A few days ago I had my first experience with Amazon EC2. I have been wanting to try it for some time, and had some really nice use cases for it at my previous job (had a program that would have been awesome to rewrite as a map/reduce), but never got to use it. Well, recently that changed.
We have a process that runs quarterly to take postal code line data (maps) and simplify them (reduce the number of points) so that they can be used in a webapp that we use to maintain service provider territories (more details here). Due to the nature of how the graph algorithms work, we have to load the entire US (48 states) into RAM and apply the simplification on the entire graph, otherwise if doing it zipcode by zipcode the simplified points might not match up and we would have weird holes. The data used to fit into 4GB of memory, but something recently changed that pushed the memory usage above 10GB. We aren’t sure what chagned, though most likely our data provider started sending us more detailed maps, and unfortunately we don’t appear to keep previous versions of the data, so we can’t go back and see what changed.

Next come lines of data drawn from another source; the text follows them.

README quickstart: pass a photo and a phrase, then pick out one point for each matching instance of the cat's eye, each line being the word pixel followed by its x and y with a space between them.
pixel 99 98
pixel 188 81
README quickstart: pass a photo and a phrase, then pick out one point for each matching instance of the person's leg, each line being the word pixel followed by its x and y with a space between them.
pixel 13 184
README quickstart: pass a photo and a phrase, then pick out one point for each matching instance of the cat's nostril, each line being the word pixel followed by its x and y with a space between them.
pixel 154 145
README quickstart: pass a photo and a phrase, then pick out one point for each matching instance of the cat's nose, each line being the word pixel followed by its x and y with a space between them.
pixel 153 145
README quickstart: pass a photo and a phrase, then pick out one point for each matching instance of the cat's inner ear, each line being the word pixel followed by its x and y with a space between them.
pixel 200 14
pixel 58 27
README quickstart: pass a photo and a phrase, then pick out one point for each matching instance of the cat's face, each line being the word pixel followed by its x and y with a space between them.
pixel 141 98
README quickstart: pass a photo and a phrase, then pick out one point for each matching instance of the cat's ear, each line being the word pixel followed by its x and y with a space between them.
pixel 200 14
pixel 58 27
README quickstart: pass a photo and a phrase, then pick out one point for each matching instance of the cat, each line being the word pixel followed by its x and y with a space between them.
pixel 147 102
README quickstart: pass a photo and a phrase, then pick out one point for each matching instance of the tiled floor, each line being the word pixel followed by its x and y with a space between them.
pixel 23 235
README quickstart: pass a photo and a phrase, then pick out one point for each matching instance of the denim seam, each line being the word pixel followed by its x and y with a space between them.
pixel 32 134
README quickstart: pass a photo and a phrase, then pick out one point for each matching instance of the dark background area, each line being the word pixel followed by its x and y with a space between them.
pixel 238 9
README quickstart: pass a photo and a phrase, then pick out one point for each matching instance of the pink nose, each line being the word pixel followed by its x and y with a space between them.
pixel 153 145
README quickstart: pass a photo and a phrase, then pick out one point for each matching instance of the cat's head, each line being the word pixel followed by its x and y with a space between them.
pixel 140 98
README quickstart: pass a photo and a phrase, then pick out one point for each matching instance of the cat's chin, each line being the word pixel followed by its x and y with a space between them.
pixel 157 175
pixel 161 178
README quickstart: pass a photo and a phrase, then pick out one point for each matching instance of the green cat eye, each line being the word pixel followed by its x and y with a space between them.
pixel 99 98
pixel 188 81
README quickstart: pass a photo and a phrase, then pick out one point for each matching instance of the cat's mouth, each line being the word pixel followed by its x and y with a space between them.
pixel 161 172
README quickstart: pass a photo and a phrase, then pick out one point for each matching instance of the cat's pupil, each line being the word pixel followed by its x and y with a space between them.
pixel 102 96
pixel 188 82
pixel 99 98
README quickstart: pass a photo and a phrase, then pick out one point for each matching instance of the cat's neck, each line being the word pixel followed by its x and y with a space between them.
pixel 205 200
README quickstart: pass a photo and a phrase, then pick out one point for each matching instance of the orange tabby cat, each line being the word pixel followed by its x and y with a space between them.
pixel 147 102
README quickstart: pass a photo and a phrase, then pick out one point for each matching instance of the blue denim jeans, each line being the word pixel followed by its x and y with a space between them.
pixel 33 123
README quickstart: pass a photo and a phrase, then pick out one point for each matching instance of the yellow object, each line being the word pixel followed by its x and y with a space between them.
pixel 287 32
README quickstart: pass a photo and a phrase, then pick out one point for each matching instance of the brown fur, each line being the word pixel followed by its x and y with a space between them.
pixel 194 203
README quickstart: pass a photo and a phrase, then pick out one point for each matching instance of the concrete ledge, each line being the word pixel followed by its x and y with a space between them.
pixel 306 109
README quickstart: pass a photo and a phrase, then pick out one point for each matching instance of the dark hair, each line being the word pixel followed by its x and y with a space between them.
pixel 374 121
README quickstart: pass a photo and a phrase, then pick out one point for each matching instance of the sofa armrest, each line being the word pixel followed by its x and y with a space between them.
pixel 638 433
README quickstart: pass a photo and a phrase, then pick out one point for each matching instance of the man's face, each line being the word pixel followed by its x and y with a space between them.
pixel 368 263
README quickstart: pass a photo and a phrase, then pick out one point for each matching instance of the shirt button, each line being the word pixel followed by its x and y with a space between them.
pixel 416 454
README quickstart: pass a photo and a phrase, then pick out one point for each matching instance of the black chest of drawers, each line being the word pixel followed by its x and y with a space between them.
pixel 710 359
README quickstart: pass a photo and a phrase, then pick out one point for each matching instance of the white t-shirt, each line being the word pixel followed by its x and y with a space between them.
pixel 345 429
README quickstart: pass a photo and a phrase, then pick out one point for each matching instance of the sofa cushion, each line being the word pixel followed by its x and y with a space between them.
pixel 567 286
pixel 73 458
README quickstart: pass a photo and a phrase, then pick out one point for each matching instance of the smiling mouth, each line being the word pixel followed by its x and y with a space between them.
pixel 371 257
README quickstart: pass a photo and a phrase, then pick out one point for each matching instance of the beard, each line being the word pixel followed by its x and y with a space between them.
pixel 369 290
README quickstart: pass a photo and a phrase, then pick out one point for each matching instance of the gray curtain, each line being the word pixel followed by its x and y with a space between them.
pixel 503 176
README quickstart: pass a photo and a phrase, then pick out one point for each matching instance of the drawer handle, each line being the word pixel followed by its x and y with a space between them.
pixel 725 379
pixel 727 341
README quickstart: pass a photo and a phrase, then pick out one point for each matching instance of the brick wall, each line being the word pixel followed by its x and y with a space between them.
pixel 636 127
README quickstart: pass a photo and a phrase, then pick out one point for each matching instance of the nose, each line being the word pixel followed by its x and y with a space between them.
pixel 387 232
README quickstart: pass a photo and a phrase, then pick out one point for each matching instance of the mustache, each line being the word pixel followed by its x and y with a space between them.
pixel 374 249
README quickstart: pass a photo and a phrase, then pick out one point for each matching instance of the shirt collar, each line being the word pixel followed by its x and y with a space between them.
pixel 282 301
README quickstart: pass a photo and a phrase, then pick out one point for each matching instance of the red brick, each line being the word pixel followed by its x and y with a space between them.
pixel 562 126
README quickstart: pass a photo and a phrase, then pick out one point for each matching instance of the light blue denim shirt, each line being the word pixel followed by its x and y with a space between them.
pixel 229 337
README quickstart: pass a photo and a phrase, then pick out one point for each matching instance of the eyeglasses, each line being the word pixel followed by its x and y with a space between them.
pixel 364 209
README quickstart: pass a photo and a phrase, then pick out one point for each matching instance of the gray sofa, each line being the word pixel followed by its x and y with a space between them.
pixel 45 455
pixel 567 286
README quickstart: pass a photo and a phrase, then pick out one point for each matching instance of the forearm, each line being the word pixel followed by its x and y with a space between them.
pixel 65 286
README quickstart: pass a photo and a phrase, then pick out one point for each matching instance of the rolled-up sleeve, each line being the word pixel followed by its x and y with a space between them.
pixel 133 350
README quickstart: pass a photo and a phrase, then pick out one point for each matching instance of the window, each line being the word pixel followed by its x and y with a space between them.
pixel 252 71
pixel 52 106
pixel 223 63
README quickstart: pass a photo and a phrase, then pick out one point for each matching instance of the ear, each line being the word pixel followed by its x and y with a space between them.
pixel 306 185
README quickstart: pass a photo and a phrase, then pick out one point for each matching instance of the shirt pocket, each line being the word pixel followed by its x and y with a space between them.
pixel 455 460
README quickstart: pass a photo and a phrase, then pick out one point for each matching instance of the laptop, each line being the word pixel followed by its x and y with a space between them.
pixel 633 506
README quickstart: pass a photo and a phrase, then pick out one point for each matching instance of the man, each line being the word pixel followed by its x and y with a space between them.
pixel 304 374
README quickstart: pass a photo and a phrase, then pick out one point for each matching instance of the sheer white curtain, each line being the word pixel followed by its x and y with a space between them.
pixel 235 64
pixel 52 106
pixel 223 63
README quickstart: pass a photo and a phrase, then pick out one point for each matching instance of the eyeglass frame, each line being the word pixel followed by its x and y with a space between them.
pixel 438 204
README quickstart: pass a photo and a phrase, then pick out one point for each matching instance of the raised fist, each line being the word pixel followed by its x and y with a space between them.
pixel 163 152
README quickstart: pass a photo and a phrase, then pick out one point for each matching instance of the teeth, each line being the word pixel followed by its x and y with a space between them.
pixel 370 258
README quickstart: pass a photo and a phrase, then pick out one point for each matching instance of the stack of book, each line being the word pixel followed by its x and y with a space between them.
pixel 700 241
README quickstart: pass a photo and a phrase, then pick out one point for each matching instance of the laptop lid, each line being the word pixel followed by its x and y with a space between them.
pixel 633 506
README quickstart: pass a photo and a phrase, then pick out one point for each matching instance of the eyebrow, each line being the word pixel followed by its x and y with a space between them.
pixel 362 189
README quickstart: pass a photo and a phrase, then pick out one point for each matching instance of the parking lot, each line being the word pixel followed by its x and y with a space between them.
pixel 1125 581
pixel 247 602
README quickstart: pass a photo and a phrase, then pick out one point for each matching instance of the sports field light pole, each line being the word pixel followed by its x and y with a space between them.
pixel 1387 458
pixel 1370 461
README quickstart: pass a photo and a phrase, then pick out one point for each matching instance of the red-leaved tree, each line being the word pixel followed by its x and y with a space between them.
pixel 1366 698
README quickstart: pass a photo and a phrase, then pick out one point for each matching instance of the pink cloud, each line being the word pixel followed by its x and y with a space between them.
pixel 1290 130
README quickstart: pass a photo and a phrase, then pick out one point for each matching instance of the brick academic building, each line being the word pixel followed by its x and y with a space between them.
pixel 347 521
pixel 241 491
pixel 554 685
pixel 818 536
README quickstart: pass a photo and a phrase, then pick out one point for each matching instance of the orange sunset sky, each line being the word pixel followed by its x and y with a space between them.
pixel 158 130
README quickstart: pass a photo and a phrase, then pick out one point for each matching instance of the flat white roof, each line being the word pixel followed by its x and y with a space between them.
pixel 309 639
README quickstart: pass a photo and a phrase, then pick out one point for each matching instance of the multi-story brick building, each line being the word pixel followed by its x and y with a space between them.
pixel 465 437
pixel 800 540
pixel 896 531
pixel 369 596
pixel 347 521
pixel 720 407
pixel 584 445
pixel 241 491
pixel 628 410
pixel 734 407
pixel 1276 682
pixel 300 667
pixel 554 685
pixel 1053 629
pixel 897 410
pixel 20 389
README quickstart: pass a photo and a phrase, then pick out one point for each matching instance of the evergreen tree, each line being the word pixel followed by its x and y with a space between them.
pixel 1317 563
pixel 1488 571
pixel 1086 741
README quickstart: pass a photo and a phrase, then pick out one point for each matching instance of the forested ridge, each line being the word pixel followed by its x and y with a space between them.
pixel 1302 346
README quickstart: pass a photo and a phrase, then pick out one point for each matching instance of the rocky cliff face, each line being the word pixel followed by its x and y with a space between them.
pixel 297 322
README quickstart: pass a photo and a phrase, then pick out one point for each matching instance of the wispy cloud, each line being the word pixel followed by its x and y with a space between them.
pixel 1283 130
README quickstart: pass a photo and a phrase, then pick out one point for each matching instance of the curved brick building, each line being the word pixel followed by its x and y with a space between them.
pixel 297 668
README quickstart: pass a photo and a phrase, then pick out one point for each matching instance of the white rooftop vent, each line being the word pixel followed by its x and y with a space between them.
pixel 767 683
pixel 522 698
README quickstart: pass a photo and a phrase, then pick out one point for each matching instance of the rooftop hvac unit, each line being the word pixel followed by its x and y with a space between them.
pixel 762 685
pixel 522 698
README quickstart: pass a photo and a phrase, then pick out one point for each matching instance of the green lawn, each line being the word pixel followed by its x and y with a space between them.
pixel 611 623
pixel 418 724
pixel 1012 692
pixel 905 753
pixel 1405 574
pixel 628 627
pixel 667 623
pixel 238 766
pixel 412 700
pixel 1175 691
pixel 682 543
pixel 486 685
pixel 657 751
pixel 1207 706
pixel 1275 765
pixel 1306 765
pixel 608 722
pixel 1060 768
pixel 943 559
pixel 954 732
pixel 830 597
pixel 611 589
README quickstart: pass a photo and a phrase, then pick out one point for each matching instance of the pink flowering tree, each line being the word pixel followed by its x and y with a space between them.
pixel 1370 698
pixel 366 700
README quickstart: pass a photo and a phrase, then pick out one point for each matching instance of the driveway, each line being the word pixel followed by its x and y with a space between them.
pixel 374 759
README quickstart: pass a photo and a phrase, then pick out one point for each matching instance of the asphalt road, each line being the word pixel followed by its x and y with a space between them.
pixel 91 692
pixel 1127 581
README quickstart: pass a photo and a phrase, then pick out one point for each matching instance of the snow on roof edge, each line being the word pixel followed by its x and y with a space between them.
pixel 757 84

My PC has 6GB of RAM, as do most of the developers. Last time we had to update the maps, one developer was out on vacation, and his machine had just 4GB. I went ahead and borrowed his memory, made some tweaks to the graph library that we use (for example, it was storing Z coordinates for every point, while our data only had X and Y, so I reduced the footprint by about 1/3 by getting rid of Z), and ran it. It still consumed about 12GB, so there was a lot of thrashing and it ended up consuming my PC for about 3 hours while it ran.
That developer now has a full 6GB of memory, and isn’t too keen on me taking it away from him, so I needed to find something better. As I said, I had been interested in EC2 before, and it turns out they have added “High Memory” instances since the lat time I looked at them. These instances start at 17GB of memory, and start at $0.50 per hour. I ordered up an instance, based on a Ubuntu 10.04 image, and installed the necessary tools. Our dataset is only about 80MB compressed, so uploading it was no trouble. Thankfully, there were also good scripts written to run our process, and they only needed minor tweaks to get them to run in Linux. I kicked off the process, and watched the memory usage in another session. At the end, it consumed about 13GB of memory, and ran in under 20 minutes. From start to finish, I was able to upload the data, decompress it, run the program, recompress the output, download the results, and shut down the instance in about 45 minutes.
It was a whole lot easier than I expected to do all of this, but there were a few things that I learned along the way:
- The Ubuntu images dont work too well in the new Micro instances (~630MB of RAM). I had ordered one up to tinker with before trying out the XL instance, since I would rather waste $0.02/hr than $0.50/hr learning something. After rebooting the image, it would no longer boot up. There is a solution that worked here: http://www.flevour.net/ubuntu-image-wont-reboot-if-running-t1-micro-amazon-ec2
- Any SSH communication with the instance is done via a private key file. It has been a long time since I had to do that with Putty, so I had to get a quick refresher. I had to download my private key from Amazon, run it through the key converter, attach it to putty, and then log in (but not type a password) of ‘ubuntu’ after connecting to the instance.